Another point for Vince. He was sensitive. And that was something you didn’t often encounter in a man. Or at least the men I had known up until now. Maybe that came with age, I thought, studying the flecks of gray through his otherwise dark hair and wondering just how old he was.
Instead, I asked, “So you and Tom started a business together? I’m assuming it was garment industry, too—what line?”
Vince looked at me. “What line?” he said, his eyes widening. Then he chuckled. “I started up Luxe with him.”
I raised an eyebrow. “Really? And all this time I thought Luxe was Tom’s baby.”
He frowned. “Well, it is now. But I was there at the begin-
ning. Helping him set up. He was new to New York and I had the contacts, so…“ He shrugged. ”I’ve been in this industry since I could crawl. Even longer than Tom in some ways, since I started out running truck shipments as soon as I knew how to drive.“
And now he was the VP of manufacturing. A self-made man. I liked that, too.

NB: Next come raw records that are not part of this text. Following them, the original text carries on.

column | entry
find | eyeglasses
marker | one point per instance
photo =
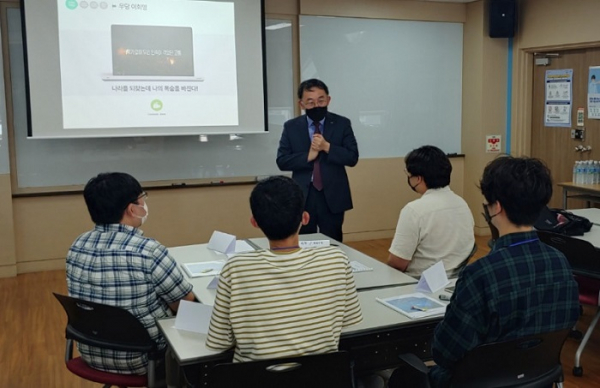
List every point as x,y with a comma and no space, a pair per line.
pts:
309,104
141,196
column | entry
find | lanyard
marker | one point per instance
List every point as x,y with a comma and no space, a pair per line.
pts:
523,242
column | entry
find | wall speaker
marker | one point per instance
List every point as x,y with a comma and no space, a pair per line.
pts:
503,18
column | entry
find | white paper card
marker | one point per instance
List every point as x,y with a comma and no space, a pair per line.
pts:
203,268
314,243
433,279
222,242
213,284
359,267
242,246
192,316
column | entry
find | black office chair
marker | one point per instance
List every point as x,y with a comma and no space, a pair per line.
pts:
328,370
584,259
107,327
527,362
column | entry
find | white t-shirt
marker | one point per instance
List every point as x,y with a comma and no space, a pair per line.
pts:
436,227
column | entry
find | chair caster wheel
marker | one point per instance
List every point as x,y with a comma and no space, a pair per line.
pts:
576,334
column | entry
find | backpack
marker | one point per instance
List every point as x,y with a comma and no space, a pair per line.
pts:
562,222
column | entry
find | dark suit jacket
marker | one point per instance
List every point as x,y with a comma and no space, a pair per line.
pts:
293,150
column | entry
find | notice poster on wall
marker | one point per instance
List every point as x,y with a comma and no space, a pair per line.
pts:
594,93
559,98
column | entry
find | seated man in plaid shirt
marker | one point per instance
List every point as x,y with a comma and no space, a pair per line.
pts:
522,287
115,264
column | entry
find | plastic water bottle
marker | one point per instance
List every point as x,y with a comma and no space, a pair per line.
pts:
580,170
587,173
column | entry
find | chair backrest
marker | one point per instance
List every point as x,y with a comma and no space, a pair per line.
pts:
105,326
532,361
583,257
328,370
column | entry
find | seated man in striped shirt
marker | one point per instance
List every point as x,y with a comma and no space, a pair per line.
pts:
285,301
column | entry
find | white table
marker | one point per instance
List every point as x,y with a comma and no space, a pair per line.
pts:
374,343
382,275
194,254
591,214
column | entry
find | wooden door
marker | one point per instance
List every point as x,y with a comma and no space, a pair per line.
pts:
554,144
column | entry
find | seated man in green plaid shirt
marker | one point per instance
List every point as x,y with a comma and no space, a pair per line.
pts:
523,287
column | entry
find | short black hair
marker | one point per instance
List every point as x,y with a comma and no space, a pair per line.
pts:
108,195
309,84
523,186
432,164
277,204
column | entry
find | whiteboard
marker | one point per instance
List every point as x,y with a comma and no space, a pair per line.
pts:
64,162
399,82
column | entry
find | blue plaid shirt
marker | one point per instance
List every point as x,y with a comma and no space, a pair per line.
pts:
523,287
116,265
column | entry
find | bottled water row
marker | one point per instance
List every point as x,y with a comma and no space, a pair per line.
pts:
586,172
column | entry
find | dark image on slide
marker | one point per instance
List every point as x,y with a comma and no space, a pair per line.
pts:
152,53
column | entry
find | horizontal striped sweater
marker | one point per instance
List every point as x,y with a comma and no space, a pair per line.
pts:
272,305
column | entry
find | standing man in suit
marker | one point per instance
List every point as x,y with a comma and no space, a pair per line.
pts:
317,147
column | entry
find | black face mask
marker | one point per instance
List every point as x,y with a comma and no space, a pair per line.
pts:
317,113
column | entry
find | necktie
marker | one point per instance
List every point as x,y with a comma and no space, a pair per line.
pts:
317,180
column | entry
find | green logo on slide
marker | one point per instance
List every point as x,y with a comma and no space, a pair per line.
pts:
71,4
156,105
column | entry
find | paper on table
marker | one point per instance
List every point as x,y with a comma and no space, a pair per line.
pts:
222,242
359,267
213,284
192,316
314,243
241,246
203,268
415,305
433,279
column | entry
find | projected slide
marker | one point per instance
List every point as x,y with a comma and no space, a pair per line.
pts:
147,63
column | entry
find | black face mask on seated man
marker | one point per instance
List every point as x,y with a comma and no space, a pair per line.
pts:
317,113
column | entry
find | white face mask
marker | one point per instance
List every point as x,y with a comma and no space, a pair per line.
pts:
143,218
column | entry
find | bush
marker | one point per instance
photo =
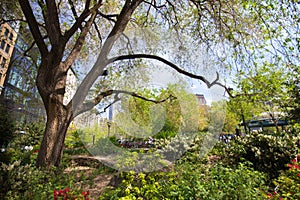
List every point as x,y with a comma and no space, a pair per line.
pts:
192,182
288,183
27,182
267,151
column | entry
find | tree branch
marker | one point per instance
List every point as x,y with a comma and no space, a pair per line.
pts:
108,17
34,27
175,67
79,42
89,105
68,34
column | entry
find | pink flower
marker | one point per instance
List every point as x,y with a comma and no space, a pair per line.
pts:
67,190
269,195
55,194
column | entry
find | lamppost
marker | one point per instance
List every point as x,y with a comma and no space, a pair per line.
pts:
108,128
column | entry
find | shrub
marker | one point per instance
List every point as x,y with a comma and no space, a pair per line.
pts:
192,182
288,183
267,151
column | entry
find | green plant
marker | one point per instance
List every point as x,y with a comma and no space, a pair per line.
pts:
288,183
268,151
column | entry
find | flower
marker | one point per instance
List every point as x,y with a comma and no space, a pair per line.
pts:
67,190
269,195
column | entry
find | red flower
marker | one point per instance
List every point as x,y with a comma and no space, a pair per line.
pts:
269,195
67,190
55,194
290,165
35,151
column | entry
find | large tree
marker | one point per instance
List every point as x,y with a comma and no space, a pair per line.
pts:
62,30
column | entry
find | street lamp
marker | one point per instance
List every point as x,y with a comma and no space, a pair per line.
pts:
108,128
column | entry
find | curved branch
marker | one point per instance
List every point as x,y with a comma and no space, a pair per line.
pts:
68,34
158,58
34,26
89,105
175,67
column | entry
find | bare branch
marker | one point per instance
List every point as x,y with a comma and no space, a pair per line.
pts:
79,42
175,67
31,46
108,17
34,26
89,105
81,19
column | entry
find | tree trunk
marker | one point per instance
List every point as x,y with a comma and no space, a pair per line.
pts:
58,121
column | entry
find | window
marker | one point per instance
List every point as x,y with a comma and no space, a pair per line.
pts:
2,44
7,48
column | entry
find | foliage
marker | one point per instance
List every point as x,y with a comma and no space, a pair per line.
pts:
268,151
288,183
7,133
26,143
191,182
20,181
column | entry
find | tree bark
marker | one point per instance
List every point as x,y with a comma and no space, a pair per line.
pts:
58,121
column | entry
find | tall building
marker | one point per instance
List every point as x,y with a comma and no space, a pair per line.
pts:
201,99
7,42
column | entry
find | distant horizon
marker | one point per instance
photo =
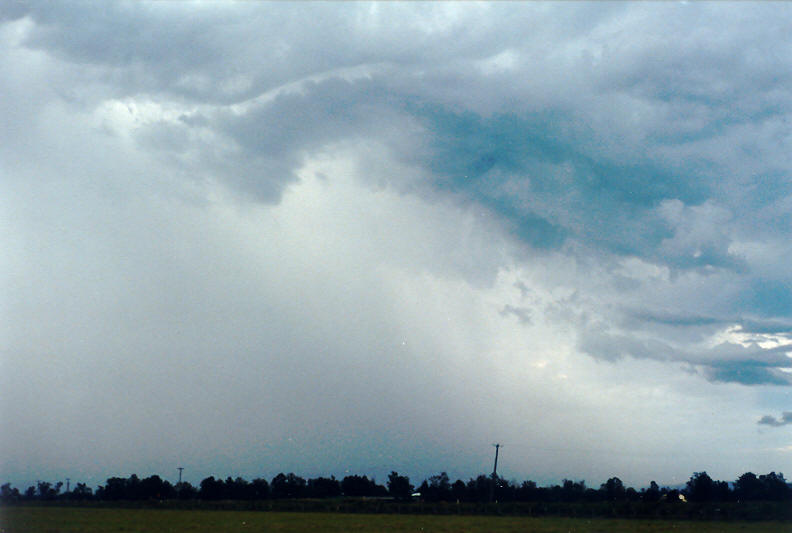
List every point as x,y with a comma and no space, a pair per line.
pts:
361,237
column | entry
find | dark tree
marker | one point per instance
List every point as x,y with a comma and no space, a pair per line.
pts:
260,487
572,491
287,486
459,490
399,486
479,489
436,488
528,492
323,487
702,488
212,489
357,486
613,490
775,487
154,488
81,492
652,494
8,493
185,491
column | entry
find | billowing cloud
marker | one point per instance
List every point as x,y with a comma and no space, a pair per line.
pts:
331,237
783,420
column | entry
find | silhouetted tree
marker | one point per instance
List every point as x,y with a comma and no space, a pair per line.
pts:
361,486
287,486
774,487
652,494
81,492
323,487
399,486
9,493
613,490
212,489
702,488
185,491
458,490
261,489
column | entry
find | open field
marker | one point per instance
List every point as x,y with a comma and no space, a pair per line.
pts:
92,520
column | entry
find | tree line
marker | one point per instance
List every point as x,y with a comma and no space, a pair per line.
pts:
700,488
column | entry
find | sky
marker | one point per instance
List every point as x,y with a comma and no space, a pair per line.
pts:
332,239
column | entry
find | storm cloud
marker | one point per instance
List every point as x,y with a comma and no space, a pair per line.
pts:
331,238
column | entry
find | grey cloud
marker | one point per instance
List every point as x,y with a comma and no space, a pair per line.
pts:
726,362
783,420
523,315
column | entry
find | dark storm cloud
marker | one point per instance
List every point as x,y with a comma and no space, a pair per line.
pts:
309,222
783,420
727,362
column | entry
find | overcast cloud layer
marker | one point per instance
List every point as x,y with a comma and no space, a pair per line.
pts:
328,238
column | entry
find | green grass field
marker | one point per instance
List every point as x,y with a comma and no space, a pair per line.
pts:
92,520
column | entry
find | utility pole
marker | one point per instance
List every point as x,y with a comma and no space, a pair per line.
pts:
495,468
494,473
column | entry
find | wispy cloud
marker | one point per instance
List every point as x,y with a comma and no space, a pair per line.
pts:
783,420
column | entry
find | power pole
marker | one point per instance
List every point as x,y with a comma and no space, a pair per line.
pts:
494,473
495,468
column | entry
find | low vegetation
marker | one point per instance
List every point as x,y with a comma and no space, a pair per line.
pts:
21,519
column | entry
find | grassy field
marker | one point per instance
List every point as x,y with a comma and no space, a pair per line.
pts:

But just when I was going to ask him more, I saw his eyes narrow on someone outside. “Would you excuse me?” he said. And with a brief nod, he disappeared into the crowd. I spotted him once again talking to one of the vendors we worked with at Edge.
Clearly, Vince hadn’t come here for pleasure, I thought, realizing that he hadn’t so much as flirted with me, though he was talking quite animatedly with the vendor over there. Maybe that was another thing that came with age in a man. Vince might be more motivated by the head between his shoulders than the one between his legs.
And as I watched him work his charms, I realized that I might prefer that kind of man for a change.
I went in search of Zoe, who had been MIA since her emotional outburst on the deck. Though once I found her, I kind of wished she’d stayed hidden away.
“What are you doing?” I asked when I spotted her, coasting through the living room, video camera in hand.
“What does it look like?” she said, panning the room.
“The question is, why are you doing it?” I asked.
She shrugged, still not lowering the camera, only pausing as she came upon Tom and the cluster of women he stood among. “Figured Tom might want some footage of his annual bash.”
“Zoe—”
“What?” she said, finally lowering the camera.“At last I’m getting into this whole Fourth of July thing and you’re still complaining?”
I glared at her. “I wouldn’t be complaining if the festivities were really your focus. I know what you’re up to, Zoe. The only time you have that camera in hand is when you’re gathering evidence.”